First painting (“A Sudden Change of Events”): four leathery-skinned absurdities float down a river on what seem to be inflatable rafts. Leafless trees with ribbed, worm-like barks line the shore. The creatures stare uninterested as they float along. Are these beings that “share our dreams, our desires, our nightmares and downfalls, and our motivations to live”? Maybe.

Next painting (“Unanimous Exodus”): a pregnant, blue-striped Cyclops monster, her face caressed by feathery hair, straddles a bleak world, her bejeweled knuckles wrapped around a stark pyramid that rises from the ground. The eye on this pyramid seems to be producing the landscape behind the blue giant. An owl with a golden crown flies above her bulging stomach. Orange-red feather-balls lay at her feet, squinting. Is this painting a metaphor for that “intangible driving force that motivates one to live?” Maybe.

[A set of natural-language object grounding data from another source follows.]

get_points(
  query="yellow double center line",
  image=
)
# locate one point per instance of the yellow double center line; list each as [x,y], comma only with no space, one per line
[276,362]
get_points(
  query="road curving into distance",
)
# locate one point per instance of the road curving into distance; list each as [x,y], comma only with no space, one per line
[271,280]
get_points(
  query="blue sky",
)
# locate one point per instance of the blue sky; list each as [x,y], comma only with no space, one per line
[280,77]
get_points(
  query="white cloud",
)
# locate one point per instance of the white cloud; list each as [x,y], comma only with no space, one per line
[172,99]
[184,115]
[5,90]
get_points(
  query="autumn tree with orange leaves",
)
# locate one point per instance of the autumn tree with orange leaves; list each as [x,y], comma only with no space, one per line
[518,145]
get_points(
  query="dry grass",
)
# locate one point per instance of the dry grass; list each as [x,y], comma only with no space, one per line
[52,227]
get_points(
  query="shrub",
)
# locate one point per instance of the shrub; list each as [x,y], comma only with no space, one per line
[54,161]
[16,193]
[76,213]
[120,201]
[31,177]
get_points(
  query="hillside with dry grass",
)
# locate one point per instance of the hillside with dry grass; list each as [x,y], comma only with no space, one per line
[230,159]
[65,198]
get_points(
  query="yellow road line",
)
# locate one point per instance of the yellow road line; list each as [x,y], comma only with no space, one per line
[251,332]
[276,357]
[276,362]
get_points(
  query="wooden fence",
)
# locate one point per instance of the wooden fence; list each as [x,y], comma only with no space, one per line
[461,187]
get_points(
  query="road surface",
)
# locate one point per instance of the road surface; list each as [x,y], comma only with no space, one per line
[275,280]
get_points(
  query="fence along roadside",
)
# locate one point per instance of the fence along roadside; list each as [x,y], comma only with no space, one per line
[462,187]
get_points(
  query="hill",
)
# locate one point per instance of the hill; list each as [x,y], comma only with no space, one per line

Next painting (“Converge”): what looks like some sort of strange Aztec design towering above green grass with a glowing red sun behind it. The eye at the top shines a beam of light off the top of the panel. The angular geometric pattern inside the pyramid folds out from the three eyes embedded in the colorful mess of points and lines.

It sounds fantastic, and it was, but I could not stop thinking about Potts’s artist statement. What amounts to the one-eyed pyramid from the one dollar bill having a fantastic trip through a fantastic land just does not live up to his artist statement. So you really should look at them, either on his MySpace or at 32nd&Urban (gorgeous building and great staff, by the way). It’s just that, Potts’ art is pretty cool to look at, but so was, oh, I don’t know, Hellboy.